Passover begins this evening. And we will celebrate it for the 3332nd time. But this year will be different.
For the first time in our lives my wife and I will be having a Seder alone just with our daughters, without the company of other friends or family. And we are sure you are also having your Seder on your own.
But the truth is, we are not alone. None of us are ever alone. We are always in the presence of Almighty G-d and connected with each other through our shared history, faith and humanity.
So as we ask the four questions this evening, let us also ask our Father in Heaven why He made this night different from all others, and beg Him to bring an end to this global pandemic, healing all those suffering, and protection to all the wonderful doctors and nurses standing on the front line.

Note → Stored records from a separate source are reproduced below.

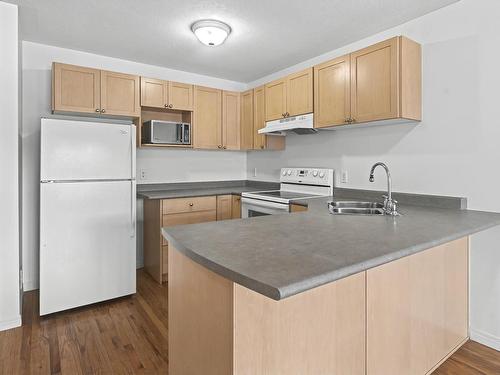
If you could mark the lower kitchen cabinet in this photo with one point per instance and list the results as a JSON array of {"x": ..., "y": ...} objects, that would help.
[
  {"x": 224, "y": 209},
  {"x": 160, "y": 213},
  {"x": 236, "y": 207},
  {"x": 297, "y": 208},
  {"x": 401, "y": 318},
  {"x": 417, "y": 310}
]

The Seders this Passover will be remarkably similar to the first Passover Seder our ancestors had on the eve of their Exodus from Egypt, when they were instructed to remain in their homes, and each have a Seder on their own. Just as G-d delivered His people then, let us pray that He brings deliverance to all people this Passover season.
Mussie joins me in wishing you and your family a Kosher and Happy Passover, with good health, peace and happiness, and may we all merit the true meaning and celebration of Passover, also known as “a time of freedom” – free from all worries, concerns and personal limitations.
Rabbi Mendel Alperowitz
Serving the spiritual needs of the South Dakota Jewish community. Based in Sioux Falls and travels the state.